Another rival for socialism is the politics of climate change, combined with it in the Green New Deal. Progressives welcome hostile climate change because it emphasizes vulnerability, rather than strength, and extends universally to the human race rather than being confined to one country, like Sanders’s socialism. Climate change requires scientists—another set of experts—to monitor its advance and especially to defend its existence and its menace. In this task, as with progressive economics, bad news is good and joyful work. At the same time, climate change is said to be humanly caused—that is, by technology—and thus in the larger sense a consequence of science. Climate change is truly a postmodern concern about science, and the scientists who describe it are warning us against science, like the climate-change deniers. Sanders raises the specter of a bad climate, as he uses identity politics, only as additions to his economic case for socialism. He mentions neither the drawbacks of science nor Marx’s praise of the exploitative marvels of capitalism.

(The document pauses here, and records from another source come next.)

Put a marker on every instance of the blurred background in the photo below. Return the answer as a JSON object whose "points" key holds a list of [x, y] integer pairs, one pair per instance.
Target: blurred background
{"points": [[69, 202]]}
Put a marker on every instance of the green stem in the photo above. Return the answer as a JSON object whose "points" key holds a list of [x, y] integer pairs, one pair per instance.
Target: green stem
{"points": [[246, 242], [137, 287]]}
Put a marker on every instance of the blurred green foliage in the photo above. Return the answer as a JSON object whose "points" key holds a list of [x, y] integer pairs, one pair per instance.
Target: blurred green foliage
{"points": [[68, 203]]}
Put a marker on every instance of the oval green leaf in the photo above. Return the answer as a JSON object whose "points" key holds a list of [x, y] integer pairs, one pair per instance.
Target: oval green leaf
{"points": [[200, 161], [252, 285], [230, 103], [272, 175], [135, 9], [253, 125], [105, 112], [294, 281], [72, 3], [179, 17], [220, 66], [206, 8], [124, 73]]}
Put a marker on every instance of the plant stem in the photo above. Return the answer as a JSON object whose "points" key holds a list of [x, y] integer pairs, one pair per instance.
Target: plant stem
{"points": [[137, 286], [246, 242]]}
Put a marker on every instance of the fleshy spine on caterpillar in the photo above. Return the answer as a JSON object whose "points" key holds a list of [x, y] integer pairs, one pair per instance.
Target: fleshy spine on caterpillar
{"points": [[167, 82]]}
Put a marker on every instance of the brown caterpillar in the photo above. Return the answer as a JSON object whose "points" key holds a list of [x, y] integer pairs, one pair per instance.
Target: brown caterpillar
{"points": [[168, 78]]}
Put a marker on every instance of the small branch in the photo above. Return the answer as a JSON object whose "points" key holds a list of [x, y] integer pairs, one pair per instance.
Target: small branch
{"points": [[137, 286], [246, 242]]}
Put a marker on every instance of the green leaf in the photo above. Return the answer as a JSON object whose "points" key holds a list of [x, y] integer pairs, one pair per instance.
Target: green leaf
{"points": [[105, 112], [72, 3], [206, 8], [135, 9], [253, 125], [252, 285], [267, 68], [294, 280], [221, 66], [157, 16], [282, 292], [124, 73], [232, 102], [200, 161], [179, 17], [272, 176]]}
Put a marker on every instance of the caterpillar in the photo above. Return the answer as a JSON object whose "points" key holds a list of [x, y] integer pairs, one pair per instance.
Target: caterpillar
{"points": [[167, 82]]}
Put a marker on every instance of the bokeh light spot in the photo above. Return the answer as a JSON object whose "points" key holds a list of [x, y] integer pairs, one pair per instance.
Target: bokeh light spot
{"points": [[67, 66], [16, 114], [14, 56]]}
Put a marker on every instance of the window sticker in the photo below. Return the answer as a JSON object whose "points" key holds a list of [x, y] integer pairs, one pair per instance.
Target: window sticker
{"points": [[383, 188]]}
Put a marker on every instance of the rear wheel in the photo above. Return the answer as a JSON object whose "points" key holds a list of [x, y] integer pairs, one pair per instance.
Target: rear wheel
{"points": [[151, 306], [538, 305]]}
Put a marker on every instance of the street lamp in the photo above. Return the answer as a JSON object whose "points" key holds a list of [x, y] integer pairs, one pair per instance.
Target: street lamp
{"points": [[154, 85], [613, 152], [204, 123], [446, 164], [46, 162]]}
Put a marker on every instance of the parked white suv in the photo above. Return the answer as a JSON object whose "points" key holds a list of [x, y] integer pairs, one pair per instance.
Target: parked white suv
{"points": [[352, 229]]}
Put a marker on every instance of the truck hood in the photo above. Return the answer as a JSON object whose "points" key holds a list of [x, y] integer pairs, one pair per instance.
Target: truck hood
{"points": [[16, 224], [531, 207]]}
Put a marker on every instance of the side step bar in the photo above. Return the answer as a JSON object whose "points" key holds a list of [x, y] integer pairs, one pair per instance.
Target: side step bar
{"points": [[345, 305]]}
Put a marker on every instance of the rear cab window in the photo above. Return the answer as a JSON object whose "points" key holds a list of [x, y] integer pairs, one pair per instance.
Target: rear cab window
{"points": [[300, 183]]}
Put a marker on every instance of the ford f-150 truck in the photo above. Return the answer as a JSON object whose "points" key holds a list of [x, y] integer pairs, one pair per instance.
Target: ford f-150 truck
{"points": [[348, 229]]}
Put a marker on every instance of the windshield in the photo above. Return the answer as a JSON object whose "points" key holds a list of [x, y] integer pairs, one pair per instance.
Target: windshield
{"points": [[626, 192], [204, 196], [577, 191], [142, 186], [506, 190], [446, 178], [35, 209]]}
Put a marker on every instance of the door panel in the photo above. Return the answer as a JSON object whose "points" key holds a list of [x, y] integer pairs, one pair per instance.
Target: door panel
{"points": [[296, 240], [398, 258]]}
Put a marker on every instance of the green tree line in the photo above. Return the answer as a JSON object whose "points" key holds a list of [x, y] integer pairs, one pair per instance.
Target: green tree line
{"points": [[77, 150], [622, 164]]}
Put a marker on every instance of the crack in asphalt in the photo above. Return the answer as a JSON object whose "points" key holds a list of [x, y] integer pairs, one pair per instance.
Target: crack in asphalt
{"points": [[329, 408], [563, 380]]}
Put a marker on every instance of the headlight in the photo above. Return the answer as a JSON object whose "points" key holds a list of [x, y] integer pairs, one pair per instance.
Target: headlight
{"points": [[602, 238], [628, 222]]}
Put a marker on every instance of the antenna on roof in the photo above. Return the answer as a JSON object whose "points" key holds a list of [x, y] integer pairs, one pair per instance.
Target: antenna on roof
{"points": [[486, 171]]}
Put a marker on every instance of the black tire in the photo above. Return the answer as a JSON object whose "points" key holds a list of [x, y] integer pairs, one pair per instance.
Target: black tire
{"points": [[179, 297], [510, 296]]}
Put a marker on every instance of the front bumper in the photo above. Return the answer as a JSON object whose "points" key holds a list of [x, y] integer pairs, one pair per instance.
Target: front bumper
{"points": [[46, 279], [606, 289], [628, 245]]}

In the same way, Sanders attacks America’s political system and yet asks for votes within it. Is not the establishment in that system mainly composed of those who have won elections in the past or have supported those winners? A more impartial view might suggest that the American system profits greatly from its supply of leaders in both parties with political experience, ready to argue in public and persuade in private. This supply, one could say, is our informal Senate outside the formal Senate, consisting of intelligent, and, to be sure, less-than-intelligent has-beens. These figures work with the media, another informal institution—an establishment against the establishment—cheering and damning with unending worry, whether partisan or not.
While in a reflective mood, one can look more deeply at Sanders and the Democrats. Anyone who thought socialism was gone for good, its reputation blackened by association with the murder of Communism and by the failures of its democratic variety in the welfare state, was wrong. Socialism has a permanent basis in our political nature, particularly in the nature of our liberalism—the generic liberalism of the great seventeenth-century philosophers Locke and Montesquieu—that proposes a society of individual rights and is held today in different versions by both liberals and conservatives. This liberal philosophy is always open to the criticism that individuals need to be made more equal so that they can form a true community. This is the path to the Left.
Yet there is also a permanent objection from the Right, that individuals must be treated differently according to their differing talents, virtues, and contributions. This is the path to the Right, to conservatism and, to the extremes beyond, to dictatorship. In our society, these two paths, though perhaps compatible in theory, will always lead in opposite directions, toward opposing communities of greater equality and greater nobility, each with its moderate and extreme versions. Our parties want progress, but toward different ends and with different means. To decide which is correct takes an exercise of prudence in the circumstances of the moment and with a view to what is lost as well as what is gained. Let us admit that Sanders has a point in the dissatisfaction he gives voice to but does not understand. He and his partisans need to get used to the continuing existence of the Right. On the right, there is or should be a resigned acceptance, under our common belief, of the unending challenge from its friends on the left. American self-government consists in continuing partisanship between parties understandably dissatisfied with it.